On behalf of the American College of Obstetricians and Gynecologists (ACOG), the nation’s premier women’s health care membership organization with over 58,000 members, thank you for the opportunity to provide comments on the Centers for Medicare & Medicaid Services’ (CMS) proposed measure specification on Potential Opioid Overuse.

As discussed in ACOG Committee Opinion #711: Opioid Use and Opioid Use Disorder in Pregnancy, the use of opioids in pregnancy has escalated dramatically in recent years and parallels the epidemic seen in the general population throughout the country. Women who use opioids during pregnancy represent a diverse group and it is critically important to recognize and differentiate between opioid use in the context of medical care, opioid misuse, and untreated opioid use disorder. Referral for treatment of pregnant women with opioid use and opioid use disorder are proven to improve both maternal and infant outcomes. The importance of pregnant women receiving adequate treatment for opioid use and opioid use disorder cannot be overstated; inadequate maternal methadone dosage may result in mild to moderate opioid withdrawal signs and symptoms that may cause fetal stress and maternal drug cravings, which increase the likelihood of relapse and treatment discontinuation. If a woman has been treated with a stable methadone dose before pregnancy, pharmacokinetic and physiologic changes that occur during pregnancy may require dose adjustments, especially in the third trimester. Because of metabolic changes in pregnancy, a single daily dosage may not control withdrawal symptoms over a 24-hour period. Rapid metabolism often develops during pregnancy, especially in the third trimester and in these cases, split dosages may be optimal. Due to the unique timing and dosing issues associated with treatment and the dire consequences that stopping or limiting treatment has on a pregnant woman and her developing fetus, we are asking that you exclude pregnant women from the denominator of this measure. Further, we ask that when developing the exclusion criteria, you consider that the use of live birth data alone will not identify all pregnancies. Careful consideration should be made to ensure all pregnant women, regardless out outcome, are excluded.

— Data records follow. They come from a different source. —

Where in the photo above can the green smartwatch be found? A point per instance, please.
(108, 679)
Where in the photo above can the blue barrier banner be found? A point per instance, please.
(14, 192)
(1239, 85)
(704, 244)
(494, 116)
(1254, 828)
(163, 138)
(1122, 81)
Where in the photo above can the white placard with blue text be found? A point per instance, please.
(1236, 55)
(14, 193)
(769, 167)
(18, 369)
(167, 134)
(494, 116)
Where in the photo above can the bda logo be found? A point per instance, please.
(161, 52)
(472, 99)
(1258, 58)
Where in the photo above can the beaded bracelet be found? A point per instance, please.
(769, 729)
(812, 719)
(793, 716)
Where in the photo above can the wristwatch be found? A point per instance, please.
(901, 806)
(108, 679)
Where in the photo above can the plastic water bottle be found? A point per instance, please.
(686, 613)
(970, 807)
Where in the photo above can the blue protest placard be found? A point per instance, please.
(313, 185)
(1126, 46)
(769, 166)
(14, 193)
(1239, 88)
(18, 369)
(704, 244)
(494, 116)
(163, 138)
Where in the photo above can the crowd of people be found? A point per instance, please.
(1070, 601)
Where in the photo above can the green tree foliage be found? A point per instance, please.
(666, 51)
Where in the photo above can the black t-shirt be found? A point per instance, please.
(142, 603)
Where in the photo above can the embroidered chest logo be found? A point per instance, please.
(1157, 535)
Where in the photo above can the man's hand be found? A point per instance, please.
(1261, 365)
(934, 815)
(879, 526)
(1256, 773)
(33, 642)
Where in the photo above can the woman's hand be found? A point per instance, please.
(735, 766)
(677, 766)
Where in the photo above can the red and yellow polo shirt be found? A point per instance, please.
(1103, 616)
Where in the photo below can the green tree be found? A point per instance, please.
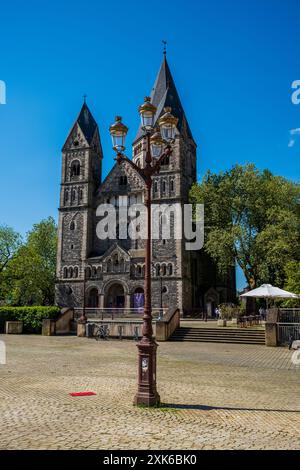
(10, 241)
(292, 283)
(252, 219)
(30, 276)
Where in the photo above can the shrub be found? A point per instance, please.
(32, 317)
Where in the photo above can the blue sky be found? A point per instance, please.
(233, 63)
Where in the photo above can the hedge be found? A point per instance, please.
(32, 317)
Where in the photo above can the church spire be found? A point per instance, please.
(163, 94)
(86, 123)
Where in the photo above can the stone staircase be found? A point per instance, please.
(219, 335)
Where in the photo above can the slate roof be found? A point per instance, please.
(164, 93)
(87, 123)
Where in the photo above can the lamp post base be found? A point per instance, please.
(147, 394)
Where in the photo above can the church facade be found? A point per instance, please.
(110, 273)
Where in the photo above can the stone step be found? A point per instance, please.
(215, 335)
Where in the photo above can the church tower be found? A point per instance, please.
(172, 185)
(80, 177)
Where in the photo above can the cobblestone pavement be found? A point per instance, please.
(216, 396)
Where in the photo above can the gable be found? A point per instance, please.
(116, 250)
(76, 139)
(111, 184)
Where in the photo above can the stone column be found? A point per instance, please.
(127, 301)
(101, 300)
(81, 329)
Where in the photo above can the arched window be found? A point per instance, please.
(165, 161)
(75, 168)
(123, 181)
(93, 298)
(109, 266)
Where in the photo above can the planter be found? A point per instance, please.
(14, 327)
(49, 327)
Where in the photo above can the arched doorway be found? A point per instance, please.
(138, 298)
(115, 296)
(93, 298)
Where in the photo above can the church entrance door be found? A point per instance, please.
(115, 297)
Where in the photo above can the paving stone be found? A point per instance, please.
(216, 396)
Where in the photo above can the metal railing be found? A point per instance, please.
(115, 313)
(289, 315)
(286, 332)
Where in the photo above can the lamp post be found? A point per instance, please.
(158, 146)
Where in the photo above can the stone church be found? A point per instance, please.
(110, 273)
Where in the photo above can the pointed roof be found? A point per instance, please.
(87, 123)
(164, 93)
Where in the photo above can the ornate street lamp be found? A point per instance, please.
(155, 152)
(118, 132)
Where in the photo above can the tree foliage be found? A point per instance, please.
(29, 276)
(252, 219)
(10, 241)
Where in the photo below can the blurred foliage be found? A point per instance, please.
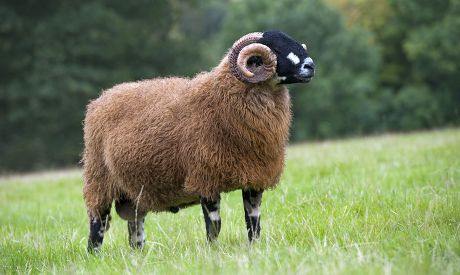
(386, 65)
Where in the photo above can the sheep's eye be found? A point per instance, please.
(255, 61)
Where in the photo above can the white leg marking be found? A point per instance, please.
(214, 215)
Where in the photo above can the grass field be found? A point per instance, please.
(378, 205)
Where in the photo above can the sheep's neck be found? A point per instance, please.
(255, 113)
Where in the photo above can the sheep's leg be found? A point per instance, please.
(136, 233)
(252, 200)
(98, 225)
(211, 217)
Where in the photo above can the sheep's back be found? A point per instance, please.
(129, 129)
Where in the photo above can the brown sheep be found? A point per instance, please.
(168, 143)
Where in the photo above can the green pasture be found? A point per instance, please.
(378, 205)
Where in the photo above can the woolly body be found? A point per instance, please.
(164, 142)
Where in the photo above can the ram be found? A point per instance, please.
(169, 143)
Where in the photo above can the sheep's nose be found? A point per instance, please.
(307, 70)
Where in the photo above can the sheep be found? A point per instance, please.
(168, 143)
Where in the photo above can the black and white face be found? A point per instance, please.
(293, 63)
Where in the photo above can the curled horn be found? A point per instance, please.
(245, 48)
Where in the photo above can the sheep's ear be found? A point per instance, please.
(250, 68)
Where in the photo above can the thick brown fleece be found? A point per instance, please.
(176, 139)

Additionally, we would like to express concern regarding the ability to accurately parse out the data when attempting to identify buprenorphine use for pain management vs. for treatment, both in pregnant women and in the general population. Obtaining this level of data will be extremely difficult, if not impossible, to do accurately. Failing to recognize buprenorphine use for pain management versus treatment will have significant negative consequences on both the patients receiving this treatment and on their providers. Further, consistently identifying accurate dosage levels for all listed opioids will also be incredibly difficult given the limited availability of consistently accurate prescribing data. Failing to obtain accurate dosage data will affect patients receiving buprenorphine or methadone – both of which are given in doses that may be smaller than 90 mg for periods longer than 90 days. Currently there are data to support that doses between 4 mg to 24 mg a day may be appropriate for buprenorphine stabilization in the non-pregnant, general population. This circumstance is due in part to variability in sublingual absorption of buprenorphine, its subsequent metabolism, and patient response. As with methadone, the primary goal in choosing a stable dose of buprenorphine for a given patient should be to attain a level that suppresses opioid withdrawal effects, and hence, provides the best opportunity to retain the patient in treatment. Failing to accurately identify smaller dosages in patients who are receiving either treatment option for periods longer than 90 days will result in suboptimal performance results for providers who are providing treatment. These results may lead to patients being pulled off their treatment regimen, which will result in even greater consequences.

Lastly, we question the selection of both the 90-day duration and 90 mg dosage as the selected performance thresholds in this measure. Should this measure move forward we would like to see additional data to support these as the selected thresholds.